What the Carveout Game demonstrates, practically and visually, is that an easy way to trigger the transition from calm-efficiency to chaotic-ineffectiveness is … to impose a carveout policy on a system that has been designed to achieve optimum efficiency by using averages.  Boom!  We slip on the twin banana skins of the Flaw-of-Averages and Sub-Optimisation, slide off the performance cliff, and career down the rocky slope of Chronic Chaos into the Depths of Despair – from which we cannot then escape.

This visual demonstration was a cognitive turning point for the MDT.  They now believed that there is a rational science to improvement and from there we were on the step-by-step climb to building the necessary embedded capability.


It now felt like the team were pulling what they needed to know.  I was no longer pushing.  We had flipped from push-to-pull.  That is called the tipping point.

And that is how health care systems engineering (HCSE) works.


Health care is a complex adaptive system, and what a health care systems engineer actually “designs” is a context-sensitive  incubator that nurtures the seeds of innovation that already exist in the system and encourages them to germinate, grow and become strong enough to establish themselves.

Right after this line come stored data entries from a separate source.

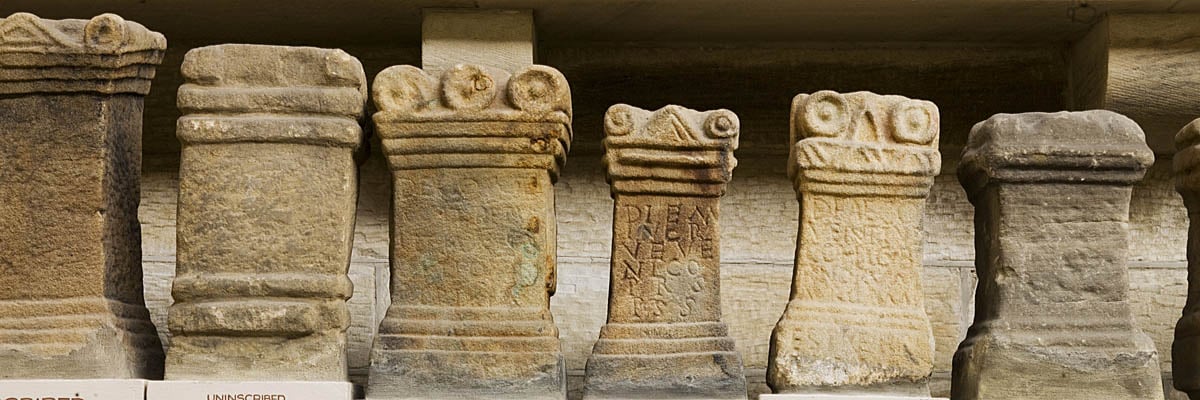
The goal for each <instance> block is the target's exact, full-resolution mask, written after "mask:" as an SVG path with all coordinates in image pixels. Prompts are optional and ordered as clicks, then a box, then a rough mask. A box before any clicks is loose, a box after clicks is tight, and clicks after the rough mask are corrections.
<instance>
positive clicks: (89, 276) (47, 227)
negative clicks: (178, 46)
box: [0, 13, 167, 378]
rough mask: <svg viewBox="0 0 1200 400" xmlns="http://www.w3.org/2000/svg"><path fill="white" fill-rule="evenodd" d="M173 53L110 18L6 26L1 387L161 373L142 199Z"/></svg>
mask: <svg viewBox="0 0 1200 400" xmlns="http://www.w3.org/2000/svg"><path fill="white" fill-rule="evenodd" d="M166 47H167V40H166V38H164V37H163V36H162V35H160V34H157V32H154V31H150V30H148V29H145V28H144V26H142V25H139V24H137V23H132V22H126V20H124V19H121V17H118V16H114V14H101V16H98V17H95V18H92V19H91V20H86V19H64V20H47V19H38V18H37V17H35V16H32V14H28V13H16V14H12V16H8V17H7V18H4V19H0V95H2V96H0V366H2V368H0V378H134V377H150V378H154V377H158V376H161V375H162V347H161V346H162V345H161V344H160V342H158V336H157V335H156V334H155V328H154V326H152V324H151V323H150V315H149V312H148V311H146V309H145V306H144V300H143V295H142V250H140V228H139V225H138V201H139V199H138V197H139V190H140V187H139V174H140V169H142V109H143V96H145V95H146V92H148V91H149V90H150V79H151V78H154V76H155V67H156V66H157V65H158V62H160V61H161V60H162V53H163V50H164V49H166Z"/></svg>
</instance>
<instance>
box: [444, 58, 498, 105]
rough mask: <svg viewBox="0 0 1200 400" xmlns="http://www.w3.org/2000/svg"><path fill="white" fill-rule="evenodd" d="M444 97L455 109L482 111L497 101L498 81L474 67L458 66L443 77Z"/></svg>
mask: <svg viewBox="0 0 1200 400" xmlns="http://www.w3.org/2000/svg"><path fill="white" fill-rule="evenodd" d="M442 96H443V98H445V102H446V106H448V107H450V108H455V109H482V108H486V107H487V106H491V105H492V101H494V100H496V79H493V78H492V76H491V74H487V72H484V70H482V68H480V67H478V66H474V65H462V64H460V65H456V66H455V67H454V68H451V70H450V71H446V73H445V76H443V77H442Z"/></svg>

That is called “embedded improvement-by-design capability“.

And each incubator needs to be different – because each system is different.  One-solution-fits-all-problems does not work here just as it does not in medicine.  Each patient is both similar and unique.


Just as in medicine, first we need to diagnose the actual, specific cause;  second we need to design some effective solutions; third we need to decide which design to implement and fourth we need to deliver it.

This how-to-do-it framework feels counter-intuitive.  If it was obvious we would already be doing it.  But the good news is that the evidence proves that it works and that anyone can learn how to do HCSE.